Météo
 
Risque sismique - Faut-il trembler ?
Deux séismes coup sur coup en début d’année, réévaluation du risque de faible à modéré en 2011, nouvelles normes de construction… Le risque sismique doit-il être pris au sérieux sur l’île ?
«Au début du xixe siècle, un jeune officier découvrit, au large de la pointe d’Anchardon, un pavage de carreaux gris et blancs. Intrigué, il s’enquit auprès de la population autochtone pour connaître l’origine de cette construction insolite. On lui répondit qu’il s’agissait tout simplement, aux dires des anciens, des emplacements présumés des maisons de la ville d’Antioche, ville engloutie à une date perdue dans la nuit des temps, par suite d’épouvantables tempêtes et de violents tremblements de terre successifs.

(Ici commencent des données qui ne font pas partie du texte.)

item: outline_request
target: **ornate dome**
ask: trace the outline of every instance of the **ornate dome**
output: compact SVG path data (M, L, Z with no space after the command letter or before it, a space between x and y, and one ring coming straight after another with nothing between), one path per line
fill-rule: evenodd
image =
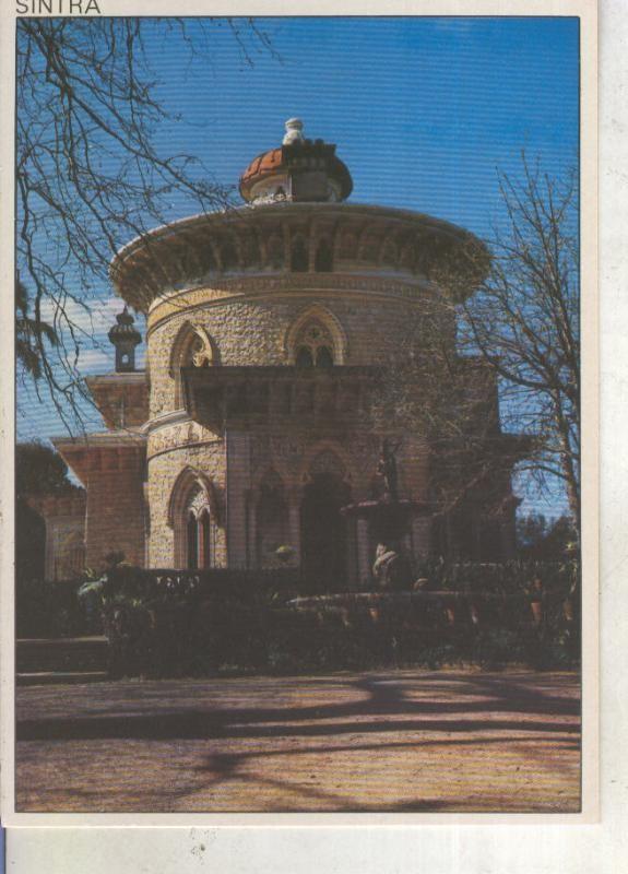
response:
M262 152L240 176L240 194L249 203L337 202L352 190L351 174L335 145L306 140L298 118L286 121L282 145Z

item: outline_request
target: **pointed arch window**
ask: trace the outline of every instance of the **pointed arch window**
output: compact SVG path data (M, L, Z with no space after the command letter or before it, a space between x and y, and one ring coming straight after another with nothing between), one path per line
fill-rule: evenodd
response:
M177 477L168 501L168 524L174 530L176 568L214 566L220 510L213 484L200 471L185 468Z
M175 408L183 403L182 367L212 367L218 364L218 351L213 338L201 324L186 322L173 343L170 377L175 380Z
M212 566L211 548L211 517L208 507L204 507L199 517L199 567Z
M188 550L187 550L187 565L190 570L195 570L199 567L199 524L195 515L190 510L188 512Z
M299 331L296 341L297 367L333 367L333 339L325 326L312 319Z
M330 273L333 270L333 252L327 237L319 240L316 258L315 270L317 273Z

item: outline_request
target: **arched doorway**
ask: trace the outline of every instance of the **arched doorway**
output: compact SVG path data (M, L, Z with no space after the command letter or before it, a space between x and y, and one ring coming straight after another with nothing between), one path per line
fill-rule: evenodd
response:
M312 590L347 587L347 532L341 507L351 503L351 488L337 474L315 473L301 503L301 567Z

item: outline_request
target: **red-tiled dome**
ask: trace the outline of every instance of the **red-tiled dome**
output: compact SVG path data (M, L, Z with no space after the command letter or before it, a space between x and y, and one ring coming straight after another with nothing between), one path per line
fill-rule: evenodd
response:
M283 166L282 157L283 146L271 149L270 152L262 152L261 155L254 157L246 170L240 176L240 193L245 197L245 190L248 190L254 182L264 179L266 176L274 176Z
M335 145L322 140L306 140L303 137L303 123L298 119L286 122L286 135L283 144L254 157L240 176L240 194L245 200L254 200L253 188L273 176L287 176L291 181L305 174L317 173L327 176L337 186L339 199L345 200L353 190L353 180L346 165L335 155ZM284 197L292 200L325 200L313 191L310 196L297 196L298 185L292 186L292 196L284 191ZM303 190L303 189L301 189Z

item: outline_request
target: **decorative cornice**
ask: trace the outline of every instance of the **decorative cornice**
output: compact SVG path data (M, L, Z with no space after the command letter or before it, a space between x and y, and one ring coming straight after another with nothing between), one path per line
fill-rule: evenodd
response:
M485 274L484 244L455 225L380 206L273 203L195 215L137 238L111 262L118 293L147 311L165 290L225 276L286 271L298 243L305 270L334 272L347 265L410 277L442 274L450 293L464 297ZM329 263L319 263L324 246ZM210 279L212 281L210 282Z
M198 307L214 307L224 304L245 303L260 297L324 296L352 297L372 302L375 298L398 303L418 303L424 295L435 294L435 286L426 280L401 280L399 276L368 275L364 273L275 273L254 274L212 281L212 285L200 282L181 291L161 295L151 305L146 336L166 319L189 314Z

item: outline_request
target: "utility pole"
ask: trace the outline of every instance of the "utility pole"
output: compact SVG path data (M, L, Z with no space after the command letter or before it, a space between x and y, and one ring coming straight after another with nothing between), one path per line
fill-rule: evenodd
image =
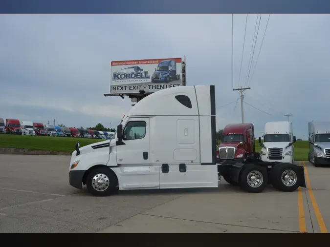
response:
M286 114L284 115L286 117L287 117L287 122L290 122L289 121L289 117L290 116L293 116L292 114Z
M242 113L242 124L244 124L244 109L243 108L243 100L244 99L244 95L243 94L243 92L247 89L251 89L251 88L250 87L241 87L241 88L236 88L235 89L233 89L233 91L239 91L241 92L241 110Z

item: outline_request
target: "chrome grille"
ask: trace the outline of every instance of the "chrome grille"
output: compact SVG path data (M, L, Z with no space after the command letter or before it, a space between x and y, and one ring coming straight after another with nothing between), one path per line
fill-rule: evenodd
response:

Bien triste sort que celui de cette cité qui, paraît-il, était de toute beauté !» Dans son ouvrage Contes et légendes de l’île de Ré, Paul de Lagalussière se fait l’écho d’une de ces nombreuses légendes qui veut que l’île de Ré, comme l’île d’Oléron, soient des «rescapées» de terribles catastrophes naturelles d’origine sismique.
Paul Sebillot, dans Croyances, mythes et légendes des pays de France nous livre une variante de la légende d’Antioche. «D’après une version moderne, fort suspecte d’embellissements romantiques, Barbovir, le chef de cette ville, allait mettre à mort l’apôtre Coelestius, lorsque la terre trembla, et une crevasse s’ouvrit sous la cité, qui est à jamais ensevelie au fond de l’océan.» De plus, le géographe Élisée Reclus situe, dans sa fameuse Géographie universelle, la ville d’Antioche à hauteur de Chanchardon. Cette légende serait-elle née en 1809, lorsqu’un bateau s’échoua sur la pointe de Chanchardon et que son capitaine crut voir «les dallages de la banche calcaire qui lui paraissent être les restes d’une construction romaine» ?1 Toujours est-il que les anciens Rétais se sont approprié l’histoire, créant le dicton «quand Antioche réapparaîtra, Ré disparaîtra…»
Toutes ces légendes, aussi fictives soient-elles, pourraient néanmoins s’appuyer sur une base réelle. Les îles charentaises sont connues des scientifiques pour leur caractère sismique (voir carte des séismes des 20 dernières années), comme sont venus nous le rappeler les deux séismes, presque coup sur coup, ayant fait l’objet cette année d’une alerte par le bureau français de sismologie basé à Strasbourg : celui du 6 mars 2013, à 22h40 au large de l’île d’Oléron (magnitude 3,9), et celui du 5 mars à 13h, au large de l’île de Ré (magnitude 3,5). Avant cette soudaine reprise de l’activité sismique, la dernière alerte remontait au 29 septembre 2010 avec un séisme de magnitude 4,5 au large de l’île d’Oléron. Ces séismes de magnitude inférieure à 5, appelés micro-séismes, restent relativement fréquents dans la région, puisqu’on en recense une vingtaine en un demi-siècle, soit une occurrence d’un tous les deux ans. Un seul se distingue par son ampleur : le 7 septembre 1972, à 22h26, un séisme de magnitude 5,7 touche l’île d’Oléron, soit le plus violent ressenti sur l’île d’Oléron comme sur le littoral charentais au xxe siècle. A titre de comparaison, le séisme pyrénéen du 13 août 1967, qui détruisit 80% du petit village d’Arette, avait été mesuré à 5,8 et fit un mort et des centaines de blessés… Le séisme de 1972, s’il n’avait entraîné que des dégâts matériels (chutes de cheminées, murs fissurés), a fortement marqué les esprits, et reste la référence absolue pour la région.